I prefer "Ground Control" to "guide", following Terence McKenna, who often pointed out that nobody is really guiding anybody anywhere. I met shamans in the Amazon who could really go in after someone if they got lost. It's important not to bill yourself as a shaman if you're not sure that you are one. "Sitter" is alright, if a bit infantilizing. "Buddy" is maybe better, even, but I'll use Ground Control for the purpose of this essay to denote the role of a person who holds space with a psychedelic voyager and tends to his or her physical and interpersonal needs. I will occasionally refer to the psychonaut as the client, a term which does not, in this context, necessarily denote a professional relationship. I will use the feminine pronoun when referring to the client or clients, but of course my advice and observations pertain to both genders.

"The term Ground Control is a bit of a misnomer, since most of the actual control is always in the hands of the pilot."
-- The Teafærie
Ground Control, or GC, is a discipline and an art.

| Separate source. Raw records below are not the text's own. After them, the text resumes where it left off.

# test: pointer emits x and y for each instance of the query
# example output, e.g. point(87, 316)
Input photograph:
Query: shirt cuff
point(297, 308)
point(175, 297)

It demands the patience of a kindergarten teacher, the insight of a transpersonal psychologist, and the total acceptance of a priest. It is an opportunity to share in another person's most profound and transformative experiences. It is an honor no less intimate than that accorded to a lover and I believe that it should always be treated with the same degree of respect, even if, as is often the case with lovers, the context is predominantly fun and casual.

Of course no article on Ground Control could be complete without reiterating the fundamental principles of set, setting and dose.

Set, or mindset is the sum total of the attitudes and expectations that a prospective psychonaut brings to the trip. It encompasses how she feels about the proposed experience, her attitudes about psychedelics and spirituality, her expectations and intentions, her energetic balance, her integration of other life processes such as relationship drama and health issues, what (if anything) she had for breakfast, what spoke of her menstrual cycles she happens to be on at the moment, etc. It's worthwhile to talk to a client at some length about how she is feeling before diving into something potentially massive. Set can almost always be improved simply by talking about the upcoming adventure with confidence and enthusiasm. It's good to try to find out what a person is hoping to get out of a particular session and to help them vocalize and focalize their intention. A little meditation, yoga or even simple stretching doesn't hurt, either. If the client is extremely agitated or uncomfortable with some aspect of the proposed experiment you should consider altering your plans or rescheduling for another time when conditions might be more optimal.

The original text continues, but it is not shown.